The roster without Bosh will have only two returning starters: Goran Dragic and Hassan Whiteside. This is a positive for the Heat because after the All-Star break last season, both Dragic and Whiteside played well together.
Dragic averaged 17.3 points, 6.7 assists, and 4.6 rebounds in 28 games after the break last season. During the same stretch, Whiteside averaged 17.5 points, 13.3 rebounds, and 3.4 blocks per game. The two built some chemistry which allowed them to play well off of each other’s strengths.
“With Whitey (Whiteside), I don’t know what it was,” Dragic said last year. “At the beginning of the season, most of the time I would try to tell him something and he’d walk away, or he’d try to tell me something and I’d walk away. It was just — I don’t know. We didn’t click.

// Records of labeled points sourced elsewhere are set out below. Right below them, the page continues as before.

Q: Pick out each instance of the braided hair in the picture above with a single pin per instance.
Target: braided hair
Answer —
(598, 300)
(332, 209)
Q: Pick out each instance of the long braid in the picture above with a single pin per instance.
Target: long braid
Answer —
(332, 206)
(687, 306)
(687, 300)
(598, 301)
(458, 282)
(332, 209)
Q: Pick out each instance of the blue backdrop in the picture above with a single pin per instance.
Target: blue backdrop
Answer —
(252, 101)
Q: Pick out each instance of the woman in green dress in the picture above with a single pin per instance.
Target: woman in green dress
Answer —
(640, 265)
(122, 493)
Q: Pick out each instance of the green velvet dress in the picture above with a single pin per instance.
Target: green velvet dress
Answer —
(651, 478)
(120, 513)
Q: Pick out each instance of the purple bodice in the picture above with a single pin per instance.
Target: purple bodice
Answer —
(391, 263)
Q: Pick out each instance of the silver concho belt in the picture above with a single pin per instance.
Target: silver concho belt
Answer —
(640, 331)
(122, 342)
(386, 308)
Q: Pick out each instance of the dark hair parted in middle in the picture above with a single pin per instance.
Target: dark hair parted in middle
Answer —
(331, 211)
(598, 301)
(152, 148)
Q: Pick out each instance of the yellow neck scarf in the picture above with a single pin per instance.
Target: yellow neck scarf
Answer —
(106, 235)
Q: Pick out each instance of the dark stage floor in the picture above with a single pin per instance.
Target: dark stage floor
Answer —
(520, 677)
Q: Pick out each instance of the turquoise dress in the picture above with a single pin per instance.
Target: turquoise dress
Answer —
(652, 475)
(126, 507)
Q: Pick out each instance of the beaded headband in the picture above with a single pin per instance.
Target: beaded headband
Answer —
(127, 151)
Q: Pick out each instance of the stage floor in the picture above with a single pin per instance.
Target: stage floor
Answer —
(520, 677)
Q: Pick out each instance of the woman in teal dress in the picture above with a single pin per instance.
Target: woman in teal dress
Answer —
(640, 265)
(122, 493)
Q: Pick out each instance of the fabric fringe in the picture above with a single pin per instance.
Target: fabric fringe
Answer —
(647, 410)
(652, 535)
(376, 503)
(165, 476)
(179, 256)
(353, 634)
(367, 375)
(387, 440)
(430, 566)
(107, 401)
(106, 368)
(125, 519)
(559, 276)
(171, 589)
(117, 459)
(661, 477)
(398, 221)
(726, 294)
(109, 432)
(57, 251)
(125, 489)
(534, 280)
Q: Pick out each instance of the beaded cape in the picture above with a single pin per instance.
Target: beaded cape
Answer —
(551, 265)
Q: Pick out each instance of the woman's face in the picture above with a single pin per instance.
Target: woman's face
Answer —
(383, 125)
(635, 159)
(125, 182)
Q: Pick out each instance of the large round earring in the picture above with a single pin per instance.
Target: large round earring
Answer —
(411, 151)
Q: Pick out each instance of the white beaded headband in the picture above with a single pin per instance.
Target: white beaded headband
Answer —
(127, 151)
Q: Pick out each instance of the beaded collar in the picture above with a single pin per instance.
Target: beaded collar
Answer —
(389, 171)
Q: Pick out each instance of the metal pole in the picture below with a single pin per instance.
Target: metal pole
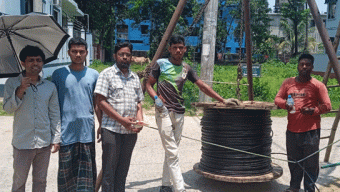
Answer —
(166, 36)
(208, 46)
(325, 38)
(246, 4)
(169, 30)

“But now after the All-Star break I’m looking for that lob more and I’m feeling more comfortable with him. I’ve never had big guys like Hassan to throw lobs to. It was a challenge for me to work on it, but he’s setting really good screens and I’m trying to find him every time. It’s working so far.”
But in the NBA, as is true for many things, nothing works forever. The point guard and big man will have teams game-planning to specifically break up their connections on the court. That means traps for Dragic and double-teams for Whiteside in the paint should be expected.
Wayne Ellington, a career 37.6 percent 3-point shooter, is hoping to capitalize on this opportunity. Dragic will be able to find the open shooters, like Ellington, but if Whiteside can use his presence to draw multiple defenders and find open shooters, we could see the Heat offense rise to a whole new level.
The problem is, however, Whiteside is one of the worst passing big men in the league. According to Ira Winderman of the Sun Sentinel, Whiteside ranked 80th among centers last season in points created off assists, at 0.9 per game. Considering there are only 30 teams in the league, 80th is not a place the Heat’s franchise center should be in any category.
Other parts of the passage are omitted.